We are referred to Johnson v. United States, 18 L.R.A.(N.S.) 1194, 89 C. C. A. 508; 163 Fed. 30, and Cohen v. United States, 96 C. C. A. 35, 170 Fed. 715. But these were both prosecutions in the Federal courts on indictments for fraudulently concealing property belonging to the bankrupt's estate; and the decision in each case was rested upon 860, Rev. Stat. (U. S. Comp. Stat. 1901, p. 661), which declares that 'no pleading of a party, nor any discovery or evidence obtained from a party or witness by means of a judicial proceeding in this or any foreign country, shall be given in evidence, or in any manner used against him or his property or estate, in any court of the United States, in any criminal proceeding, or for the enforcement of any penalty or forfeiture; provided, that this section shall not exempt any party or witness from prosecution and punishment for perjury committed in discovering or testifying as aforesaid.' This section (since repealed by act of May 7, 1910, chap. 216, 36 Stat. at L. 352, U. S. Comp. Stat. Supp. 1911, p. 272) was in force at the time of the trial of plaintiffs in error; but by its own terms it is limited to criminal proceedings 'in any court of the United States,' and constitutes no limitation upon the procedure of the state courts.

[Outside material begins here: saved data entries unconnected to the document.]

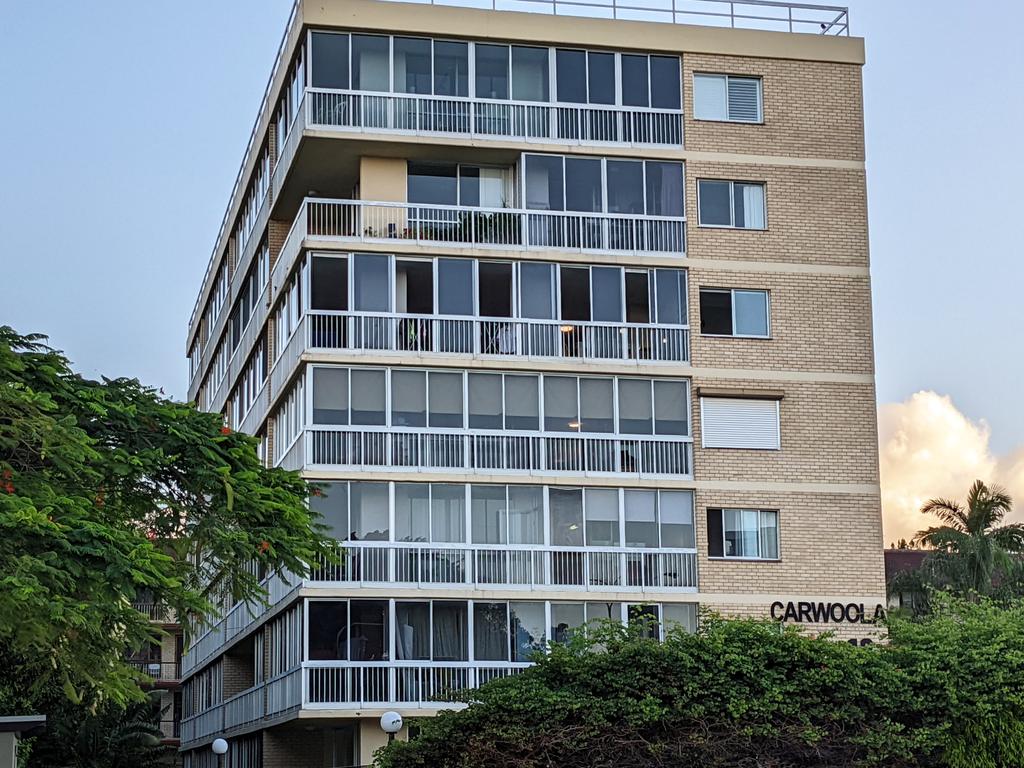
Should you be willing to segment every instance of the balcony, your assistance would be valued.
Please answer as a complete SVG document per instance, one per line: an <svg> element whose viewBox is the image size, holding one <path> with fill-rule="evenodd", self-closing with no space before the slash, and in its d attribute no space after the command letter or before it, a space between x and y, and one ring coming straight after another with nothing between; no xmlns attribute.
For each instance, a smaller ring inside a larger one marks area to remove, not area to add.
<svg viewBox="0 0 1024 768"><path fill-rule="evenodd" d="M150 621L160 624L175 624L177 618L174 611L160 603L132 603L132 608L144 614Z"/></svg>
<svg viewBox="0 0 1024 768"><path fill-rule="evenodd" d="M460 96L308 88L305 124L315 130L458 136L482 141L681 147L682 110L558 105Z"/></svg>
<svg viewBox="0 0 1024 768"><path fill-rule="evenodd" d="M689 478L691 438L585 437L536 432L312 427L277 465L310 471Z"/></svg>
<svg viewBox="0 0 1024 768"><path fill-rule="evenodd" d="M695 550L624 547L530 547L375 544L341 546L338 565L322 564L310 586L467 587L470 589L579 589L589 592L697 590ZM326 583L325 583L326 582Z"/></svg>
<svg viewBox="0 0 1024 768"><path fill-rule="evenodd" d="M177 685L181 681L181 663L177 661L145 661L128 659L128 665L153 679L153 685Z"/></svg>

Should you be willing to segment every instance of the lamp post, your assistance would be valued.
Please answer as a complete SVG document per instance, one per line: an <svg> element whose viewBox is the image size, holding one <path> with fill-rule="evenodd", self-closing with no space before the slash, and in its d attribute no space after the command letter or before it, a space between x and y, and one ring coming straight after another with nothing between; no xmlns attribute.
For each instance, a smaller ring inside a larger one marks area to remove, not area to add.
<svg viewBox="0 0 1024 768"><path fill-rule="evenodd" d="M214 739L213 744L210 745L210 749L213 750L213 754L217 756L217 765L224 765L224 755L228 751L228 742L226 739Z"/></svg>
<svg viewBox="0 0 1024 768"><path fill-rule="evenodd" d="M380 729L388 735L388 744L395 740L395 734L402 730L402 716L397 712L385 712L380 716Z"/></svg>

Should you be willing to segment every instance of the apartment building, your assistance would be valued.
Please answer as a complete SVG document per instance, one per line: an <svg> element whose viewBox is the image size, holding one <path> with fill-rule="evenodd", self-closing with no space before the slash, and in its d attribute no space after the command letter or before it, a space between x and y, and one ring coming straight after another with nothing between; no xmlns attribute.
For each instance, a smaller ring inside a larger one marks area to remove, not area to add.
<svg viewBox="0 0 1024 768"><path fill-rule="evenodd" d="M191 638L190 768L369 764L599 618L874 637L863 41L685 6L296 3L190 396L345 557Z"/></svg>
<svg viewBox="0 0 1024 768"><path fill-rule="evenodd" d="M159 627L159 641L128 656L128 663L147 678L144 685L160 705L160 731L163 743L177 747L181 743L181 657L185 637L174 611L156 602L152 595L139 594L132 605ZM181 761L172 759L173 765Z"/></svg>

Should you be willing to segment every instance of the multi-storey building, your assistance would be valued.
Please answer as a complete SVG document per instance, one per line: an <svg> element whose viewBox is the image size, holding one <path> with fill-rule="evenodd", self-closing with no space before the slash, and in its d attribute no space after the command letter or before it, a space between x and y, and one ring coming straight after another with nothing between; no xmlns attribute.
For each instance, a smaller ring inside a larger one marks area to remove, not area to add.
<svg viewBox="0 0 1024 768"><path fill-rule="evenodd" d="M863 41L685 5L297 2L190 395L345 558L192 639L187 765L369 763L596 618L870 635Z"/></svg>
<svg viewBox="0 0 1024 768"><path fill-rule="evenodd" d="M160 637L131 654L128 663L149 678L144 687L159 702L163 743L176 747L181 737L181 656L185 645L181 623L174 611L152 596L140 594L133 605L159 627ZM172 759L170 763L179 765L181 761Z"/></svg>

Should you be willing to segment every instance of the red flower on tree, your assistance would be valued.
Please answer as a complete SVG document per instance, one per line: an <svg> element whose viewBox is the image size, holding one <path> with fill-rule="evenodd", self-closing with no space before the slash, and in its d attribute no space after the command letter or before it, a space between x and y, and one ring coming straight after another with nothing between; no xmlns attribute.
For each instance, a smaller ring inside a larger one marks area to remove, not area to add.
<svg viewBox="0 0 1024 768"><path fill-rule="evenodd" d="M230 435L231 434L231 427L221 427L220 428L220 433L222 435Z"/></svg>
<svg viewBox="0 0 1024 768"><path fill-rule="evenodd" d="M266 553L268 549L270 549L270 542L264 539L260 542L260 554L262 555Z"/></svg>

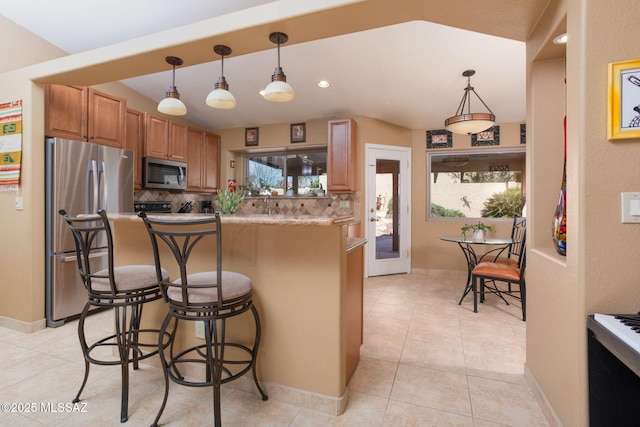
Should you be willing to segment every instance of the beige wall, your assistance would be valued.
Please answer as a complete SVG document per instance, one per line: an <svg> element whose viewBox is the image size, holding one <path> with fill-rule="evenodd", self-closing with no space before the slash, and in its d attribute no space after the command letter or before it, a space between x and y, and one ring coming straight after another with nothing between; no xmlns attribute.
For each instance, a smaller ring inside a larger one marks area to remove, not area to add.
<svg viewBox="0 0 640 427"><path fill-rule="evenodd" d="M620 222L620 192L637 191L637 140L606 138L607 64L638 57L640 9L634 0L558 1L527 43L529 206L527 369L565 426L588 424L586 318L594 312L636 312L640 306L634 242L640 228ZM537 60L539 47L566 16L567 256L546 237L561 170L563 61ZM554 93L555 92L555 93ZM554 136L555 135L555 136ZM557 172L556 174L557 175ZM546 236L545 236L546 235Z"/></svg>
<svg viewBox="0 0 640 427"><path fill-rule="evenodd" d="M521 147L520 123L498 123L498 125L500 125L501 148ZM439 237L460 234L460 227L468 220L464 218L447 221L426 220L426 130L413 130L411 136L411 268L416 271L426 269L466 271L466 262L460 248L450 242L441 241ZM433 151L472 149L481 150L482 148L471 147L469 136L454 134L453 148ZM496 235L508 235L511 231L511 220L486 222L496 228Z"/></svg>

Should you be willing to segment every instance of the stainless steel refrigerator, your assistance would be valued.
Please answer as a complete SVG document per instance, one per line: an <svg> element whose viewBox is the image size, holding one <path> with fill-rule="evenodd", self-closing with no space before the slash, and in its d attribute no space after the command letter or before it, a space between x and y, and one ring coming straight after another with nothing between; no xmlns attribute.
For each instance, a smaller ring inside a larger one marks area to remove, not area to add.
<svg viewBox="0 0 640 427"><path fill-rule="evenodd" d="M73 236L58 211L133 212L133 152L60 138L45 143L45 314L47 326L55 327L87 302ZM106 242L97 242L94 250L93 268L106 268Z"/></svg>

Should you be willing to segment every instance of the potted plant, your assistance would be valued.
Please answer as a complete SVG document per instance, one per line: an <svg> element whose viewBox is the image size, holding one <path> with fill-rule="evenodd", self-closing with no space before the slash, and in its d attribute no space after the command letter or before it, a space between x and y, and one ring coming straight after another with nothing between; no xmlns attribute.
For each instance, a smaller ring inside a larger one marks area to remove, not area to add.
<svg viewBox="0 0 640 427"><path fill-rule="evenodd" d="M243 200L244 193L241 191L229 191L228 188L218 191L218 206L223 214L232 214L237 211Z"/></svg>
<svg viewBox="0 0 640 427"><path fill-rule="evenodd" d="M485 224L482 221L478 221L476 224L465 224L461 228L462 235L464 238L467 238L467 231L472 230L473 234L471 235L471 239L474 242L484 242L485 234L487 231L492 231L495 233L496 229L490 225Z"/></svg>

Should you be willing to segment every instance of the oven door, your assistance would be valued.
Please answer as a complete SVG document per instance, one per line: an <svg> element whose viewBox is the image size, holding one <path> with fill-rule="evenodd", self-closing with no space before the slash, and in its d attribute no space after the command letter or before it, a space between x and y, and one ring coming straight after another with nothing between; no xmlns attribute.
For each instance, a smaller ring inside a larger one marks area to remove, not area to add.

For the reasons given, it seems to us clear that the plaintiffs in error were not entitled to have the bankruptcy schedules excluded from evidence, because those schedules [227 U.S. 592, 601] were not within the description of 'testimony' in the clause quoted from 7 of the bankruptcy act.
And for like reasons, the evidence showing the results of an expert examination of the books of the bankers was also admissible.
This conclusion renders it unnecessary for us to consider whether the prohibition with which we have dealt, that 'no testimony given by him shall be offered in evidence against him in any criminal proceeding,' is not limited to criminal proceedings in the Federal courts; and upon this question we express no opinion.